Croatian painter (1873–1952)

Robert Auer (27 November 1873 – 8 March 1952 ) was a Croatian Secession painter.

== Biography ==
Robert Auer was born into a wealthy Zagreb family to Ferdinand and Amelija Auer. His brothers were the architect Bela Auer, and Koloman Auer, who inherited a printing press business from his father. Robert attended a technical school before going to university in Vienna and Munich. Following his studies, he became involved in the Zagreb art scene, especially those circles surrounding the Secession movement. Croatian painters of that time were distancing themselves from the traditional style of painting and, like their colleagues in Vienna and Munich, brought a new freedom into art.
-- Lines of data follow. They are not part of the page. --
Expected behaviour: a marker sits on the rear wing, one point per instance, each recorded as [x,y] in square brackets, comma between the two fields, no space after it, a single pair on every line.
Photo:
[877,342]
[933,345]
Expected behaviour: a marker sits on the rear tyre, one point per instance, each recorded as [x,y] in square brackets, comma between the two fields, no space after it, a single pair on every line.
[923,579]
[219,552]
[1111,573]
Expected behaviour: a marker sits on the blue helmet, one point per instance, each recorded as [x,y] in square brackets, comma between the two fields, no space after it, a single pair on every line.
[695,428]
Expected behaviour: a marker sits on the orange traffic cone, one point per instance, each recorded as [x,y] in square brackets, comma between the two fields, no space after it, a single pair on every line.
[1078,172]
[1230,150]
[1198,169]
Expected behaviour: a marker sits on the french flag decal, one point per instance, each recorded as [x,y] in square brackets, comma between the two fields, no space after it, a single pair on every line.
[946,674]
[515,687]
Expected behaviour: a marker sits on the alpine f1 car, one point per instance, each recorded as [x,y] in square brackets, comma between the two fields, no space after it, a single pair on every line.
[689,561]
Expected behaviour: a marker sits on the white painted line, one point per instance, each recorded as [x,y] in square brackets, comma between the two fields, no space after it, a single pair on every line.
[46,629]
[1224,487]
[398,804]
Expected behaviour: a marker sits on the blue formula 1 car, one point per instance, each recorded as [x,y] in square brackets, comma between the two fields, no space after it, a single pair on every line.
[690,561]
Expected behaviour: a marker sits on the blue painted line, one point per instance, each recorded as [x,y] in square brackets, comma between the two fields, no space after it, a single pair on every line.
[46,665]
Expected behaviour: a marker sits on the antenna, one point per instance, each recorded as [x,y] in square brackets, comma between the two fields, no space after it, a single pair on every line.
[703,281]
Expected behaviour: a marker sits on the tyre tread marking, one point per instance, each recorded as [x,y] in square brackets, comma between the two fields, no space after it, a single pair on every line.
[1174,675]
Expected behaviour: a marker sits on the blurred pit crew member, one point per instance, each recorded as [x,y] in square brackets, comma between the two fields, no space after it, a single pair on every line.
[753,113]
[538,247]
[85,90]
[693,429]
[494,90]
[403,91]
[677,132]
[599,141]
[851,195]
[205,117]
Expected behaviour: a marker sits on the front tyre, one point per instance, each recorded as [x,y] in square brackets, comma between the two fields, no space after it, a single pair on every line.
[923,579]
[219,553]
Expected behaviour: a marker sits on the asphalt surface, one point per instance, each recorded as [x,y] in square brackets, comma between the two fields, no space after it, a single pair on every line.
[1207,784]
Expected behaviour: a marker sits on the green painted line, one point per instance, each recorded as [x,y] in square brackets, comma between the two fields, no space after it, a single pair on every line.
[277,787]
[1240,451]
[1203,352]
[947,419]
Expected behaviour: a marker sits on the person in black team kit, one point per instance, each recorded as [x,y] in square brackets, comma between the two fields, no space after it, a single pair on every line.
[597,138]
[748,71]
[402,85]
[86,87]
Having acquired a reputation as a portraitist among the upper classes, Auer painted over 150 portraits in this period, selling nearly all of them. Auer was the sole Croatian painter to be included in the Munich Secession Exhibition of 1896. He established his art studio in his own home in Rokovo Perivoj (Roko's Park), which was near the Vila Auer, his parents' villa, where he had grown up. Along with his wife, the painter Leopoldina Auer-Schmidt, he led a private school while also teaching at the technical school and holding a professorship at the Academy of Fine Arts, University of Zagreb.

== Works ==
Auer's style is typically associated with the Secession due to his studies at the Viennese and Munich academies being precisely during the time that the Secession was on the ascent on the cultural landscape of Central Europe. As a young painter, Auer quickly absorbed the stylistic character of this new direction. As a professor at the Academy of Fine Arts, University of Zagreb, Auer led the decorative arts department. In addition to his many portraits, he also completed a similar opus of symbolic and allegorical compositions. Although his work was declared "bourgeoisie" following the Second World War by the communist government and marginalized as bearing the trace of aestheticized high culture, his works continued to be sought after by collectors of the Croatian modern.

Robert Auer was not a follower of trends or fashions, consistently following a single artistic concept during his entire career. His strong technique and mastery of medium ensured a steady stream of commissions. In the spirit of the Secession, he also delved into other decorative arts such as doors, furniture etc.

Following a 70-year hiatus in exhibitions, a retrospective of over one hundred of Auer's works was held at the Klovićevi Dvori Gallery in 2010.